October 24, 2014 at 8:35 pmpeteandsam Original PosterTopics Started: 3Replies Posted: 3
this summer I got my first horse- an 8 year old OTTB who had raced 67 times.
he has no health issues- just a bit thin. I have been thinking of putting him on SmartCombo Ultra, because it seems to be a good all-around supplement plus it offers colicare. He has pretty good feet for a TB, but I think a hoof supplement would be beneficial. I like everything I have heard about the supplement, but would like some opinions, i’m a newbie 🙂
I will be asking my trainer and my vet what they think of this too 🙂
3 Phases, 2 Hearts, 1 Passion. Eventing.October 25, 2014 at 2:00 pmpheetsTopics Started: 5Replies Posted: 475
Oops : D
Saw your other thread first and posted there before I even saw this one..Sorry for pressing on the “get a trainer” thing over there! I would still like to know how long Pete has been off the track tho, as that would help ME give you a better answer on THIS thread : )
If you got him fresh off the track this summer, it could go one way, if he’s been off the track for a year or better, it could go another.
Sure there's right and wrong but mostly there's just a whole lotta different.October 25, 2014 at 3:00 pmpeteandsam Original PosterTopics Started: 3Replies Posted: 3
Pheets- he has been of the track since last November, but only in training since this July 🙂
3 Phases, 2 Hearts, 1 Passion. Eventing.October 26, 2014 at 8:32 ampheetsTopics Started: 5Replies Posted: 475
Cool. Facts to work with..Thank you for answering : )
SmartCombo is a fairly dense supplement, covering several areas of appeal with several components blended in. Are you having specific issues that could/should be addressed or are you thinking prevention? Much of what the product offers can be found in better quality feeds. Take care to read your feed analysis before deciding on a supp. Some grains, Triple Crown for example, can be very nutrient and supplement dense and to add to it can be overkill in some instances. Keep the ratios and doses as close to package directions as possible so as not to over or underachieve your goal.

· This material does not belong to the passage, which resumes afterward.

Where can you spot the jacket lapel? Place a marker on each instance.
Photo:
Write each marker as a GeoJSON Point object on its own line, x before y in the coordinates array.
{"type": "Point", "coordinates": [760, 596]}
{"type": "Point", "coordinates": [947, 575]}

Not saying supplements aren’t necessary or useful, and definitely not saying don’t do it.. Just saying that I tend to want to address most issues thru proper diet and/or physical therapy first if possible (not directly related but in general: try hard to keep hay/graze in front of him 24/7 this WILL help minimize existing ulcers or help prevent them altogether). Then, as the work load increases or as the daily stress and nutrient demand warrants, evaluate and go from there. Be careful NOT to get caught up in the “supplements can be shortcuts” train wreck that it CAN become. Supplements, ‘specially joint, are NOT a passport to harder, longer, more strenuous training sessions. Take proper care of legs, joints and horse at all times with or without supps, and the supplement boat just might be affordable and more effective when/if you actually do need them. Could you consider something a little less compounded to start with, like MSM? What is going on that causes you to consider supps in the first place? What is he doing or not doing that creates your interest?
There are two schools of thought on supps. One is to use them extensively as preventatives, the other being: this is the issue, this is the fix. Neither is wrong but folks do have their preferences and opinions about it. Be particular, supplement with what you NEED, stay in touch with vet and trainer. Research before you decide.
Pete is lucky to have you, Sam : )
Sure there's right and wrong but mostly there's just a whole lotta different.